The EU has launched legal action against the UK after Boris Johnson failed to respond to Brussels’ demand that he drop legislation that would overwrite the withdrawal agreement and break international law.
Ursula von der Leyen, the European commission president, announced that the UK had been put on formal notice over the internal market bill tabled by the prime minister last month.
Brussels had given Johnson until the end of September to drop the contentious clauses in the draft legislation, and Von der Leyen said the deadline had lapsed.
By seeking to unilaterally change the terms of the agreement signed last year with Brussels, the UK had failed to live up to its obligations to act in “good faith”, Von der Leyen said.
The German former defence minister said the UK now had a month to respond to the commission’s letter of notice, which marks the beginning of a formal infringement process.
“We had invited our British friends to remove the problematic parts of their draft internal market bill by the end of September,” she said. “This draft bill is, by its very nature, a breach of the obligation of good faith laid down in the withdrawal agreement. Moreover, if adopted as is, it will be in full contradiction to the protocol on Ireland and Northern Ireland.”
She added: ”The problematic provisions have not been removed. Therefore this morning the commission has decided to send a letter of formal notice to the UK government. This is the first step in an infringement procedure.”
The internal market bill would give ministers legal powers to override two elements of the Northern Ireland protocol, which Johnson agreed to last October to avoid the return to a hard border on the island of Ireland.
Ministers would decide whether to notify the commission of any government subsidy decisions that could affect goods trade in Northern Ireland and whether to waive the need for export summary declarations when sending goods from Northern Ireland to the rest of the UK.
The two sides are examining these issues in a joint committee but the UK government has said it needs the legislation as a “safety net” should the EU act unreasonably.
The commission’s letter is the start of a lengthy process that could ultimately end in the European court of justice. The EU court in Luxembourg could impose huge daily fines for continued breaches.
The UK agreed to be bound by decisions of the court on cases that began before the end of the transition period on 31 December, and for four years after that point.
A government spokesperson said: “We will respond to the letter in due course. We have clearly set out our reasons for introducing the measures related to the Northern Ireland protocol. We need to create a legal safety net to protect the integrity of the UK’s internal market, ensure ministers can always deliver on their obligations to Northern Ireland and protect the gains from the peace process.”
The infringement procedure is a common tool used by the commission against member states. Last year there were 800 open cases. Germany had 47 pending cases and France 34. Each procedure takes an average of 35 months to complete.
The EU had initially suggested the internal market bill was an impediment to the ongoing trade and security negotiations but has in recent weeks decoupled the issues.

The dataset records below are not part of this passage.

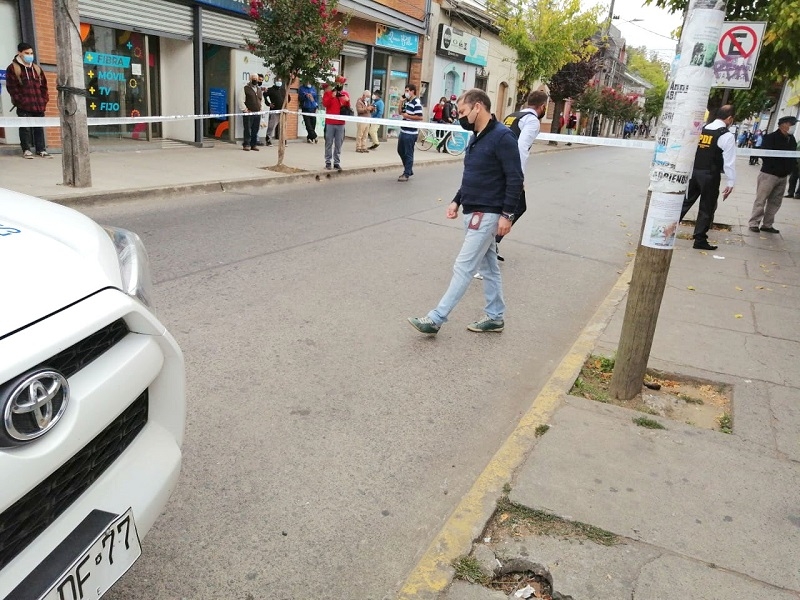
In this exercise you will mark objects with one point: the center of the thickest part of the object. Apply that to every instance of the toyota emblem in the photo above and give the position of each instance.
(32, 405)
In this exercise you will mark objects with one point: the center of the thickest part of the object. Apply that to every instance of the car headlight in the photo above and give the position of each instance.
(134, 265)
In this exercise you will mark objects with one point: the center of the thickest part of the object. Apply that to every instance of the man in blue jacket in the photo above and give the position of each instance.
(489, 195)
(307, 95)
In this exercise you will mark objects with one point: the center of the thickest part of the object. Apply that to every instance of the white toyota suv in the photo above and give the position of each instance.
(92, 405)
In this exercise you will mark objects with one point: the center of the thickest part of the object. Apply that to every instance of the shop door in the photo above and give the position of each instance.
(216, 91)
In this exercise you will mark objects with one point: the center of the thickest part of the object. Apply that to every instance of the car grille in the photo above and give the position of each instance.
(73, 359)
(39, 508)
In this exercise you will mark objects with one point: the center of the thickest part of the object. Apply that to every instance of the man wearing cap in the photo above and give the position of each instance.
(27, 87)
(716, 153)
(772, 178)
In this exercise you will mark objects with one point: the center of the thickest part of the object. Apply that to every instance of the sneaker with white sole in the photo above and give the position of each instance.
(424, 325)
(487, 324)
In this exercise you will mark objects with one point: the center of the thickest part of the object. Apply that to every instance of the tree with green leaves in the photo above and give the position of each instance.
(779, 59)
(297, 38)
(546, 36)
(570, 82)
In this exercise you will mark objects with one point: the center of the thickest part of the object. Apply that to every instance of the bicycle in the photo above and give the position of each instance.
(455, 141)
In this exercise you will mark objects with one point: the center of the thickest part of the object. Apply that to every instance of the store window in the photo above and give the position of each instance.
(120, 67)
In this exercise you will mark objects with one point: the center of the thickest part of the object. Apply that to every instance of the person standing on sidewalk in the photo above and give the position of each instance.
(333, 101)
(307, 95)
(772, 180)
(489, 195)
(716, 152)
(363, 110)
(251, 106)
(276, 95)
(411, 111)
(377, 113)
(450, 116)
(794, 189)
(27, 87)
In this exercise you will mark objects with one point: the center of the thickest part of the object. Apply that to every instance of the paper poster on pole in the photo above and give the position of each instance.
(738, 49)
(682, 117)
(661, 222)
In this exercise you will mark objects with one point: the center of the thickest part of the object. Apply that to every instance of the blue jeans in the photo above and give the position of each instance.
(405, 148)
(478, 254)
(334, 137)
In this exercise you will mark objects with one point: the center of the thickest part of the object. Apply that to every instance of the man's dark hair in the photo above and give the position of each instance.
(476, 95)
(725, 112)
(537, 98)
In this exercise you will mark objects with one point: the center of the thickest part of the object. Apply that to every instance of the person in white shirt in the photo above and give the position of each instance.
(716, 153)
(526, 125)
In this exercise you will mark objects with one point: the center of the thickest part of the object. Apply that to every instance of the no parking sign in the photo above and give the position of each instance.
(737, 54)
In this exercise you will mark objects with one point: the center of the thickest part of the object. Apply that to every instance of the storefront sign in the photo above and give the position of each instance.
(463, 46)
(240, 6)
(394, 39)
(217, 101)
(107, 60)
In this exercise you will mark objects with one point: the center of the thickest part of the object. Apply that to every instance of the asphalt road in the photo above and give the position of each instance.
(327, 441)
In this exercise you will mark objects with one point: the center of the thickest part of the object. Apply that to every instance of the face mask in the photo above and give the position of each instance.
(465, 124)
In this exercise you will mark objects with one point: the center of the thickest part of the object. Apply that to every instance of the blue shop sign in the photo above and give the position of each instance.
(107, 60)
(394, 39)
(240, 6)
(218, 101)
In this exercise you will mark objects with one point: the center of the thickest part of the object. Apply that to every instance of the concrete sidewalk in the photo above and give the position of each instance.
(700, 514)
(142, 169)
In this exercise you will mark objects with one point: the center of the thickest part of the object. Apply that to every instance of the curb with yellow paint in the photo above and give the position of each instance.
(433, 572)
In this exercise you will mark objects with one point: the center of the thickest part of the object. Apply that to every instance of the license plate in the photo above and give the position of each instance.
(106, 560)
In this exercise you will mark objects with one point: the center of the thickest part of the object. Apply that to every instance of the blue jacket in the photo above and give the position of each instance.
(492, 179)
(378, 114)
(305, 104)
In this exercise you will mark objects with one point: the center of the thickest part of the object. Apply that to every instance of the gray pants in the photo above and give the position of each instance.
(334, 137)
(769, 195)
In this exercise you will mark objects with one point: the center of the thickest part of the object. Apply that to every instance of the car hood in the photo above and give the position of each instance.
(50, 257)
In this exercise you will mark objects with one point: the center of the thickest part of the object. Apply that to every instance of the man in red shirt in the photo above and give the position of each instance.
(27, 87)
(334, 100)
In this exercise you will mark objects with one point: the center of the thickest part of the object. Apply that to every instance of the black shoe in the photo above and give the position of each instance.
(703, 245)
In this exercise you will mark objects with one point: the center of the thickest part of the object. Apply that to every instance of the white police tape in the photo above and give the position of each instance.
(11, 122)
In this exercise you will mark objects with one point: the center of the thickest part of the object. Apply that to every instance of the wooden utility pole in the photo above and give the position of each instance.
(678, 131)
(72, 96)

This week Ireland’s foreign minister, Simon Coveney, admitted that many of the EU’s concerns would “fade away” if the joint committee was able to do its work and a wider trade deal was secured.
The Irish government spokesman on European affairs, Neale Richmond, said on Thursday the move was regrettable but “absolutely the right decision”.
“Time is running out, but it is not too late for a trade agreement to be reached between the EU and UK; that is where the focus should be rather than on legislation like the internal market bill,” he said.
Von der Leyen said work would continue with the UK to ensure the withdrawal agreement was fully implemented by the 1 January deadline. “We stand by our commitments,” she said.
Von der Leyen later met Micheál Martin, the Irish prime minister, for talks before a summit of the 27 heads of state and government being held in Brussels to discuss foreign affairs.
The commission has also said it might bring a separate action against the UK through enforcement mechanisms in the withdrawal agreement, resulting in fines or suspension of parts of a future trade deal.
Talks between the UK’s chief negotiator, David Frost, and his EU counterpart, Michel Barnier, continue over trade and security.
The most likely outcome of the row over the internal market bill is that in the event of a successful negotiation, the EU will give the UK the option of leaving without a deal or dropping the legislation.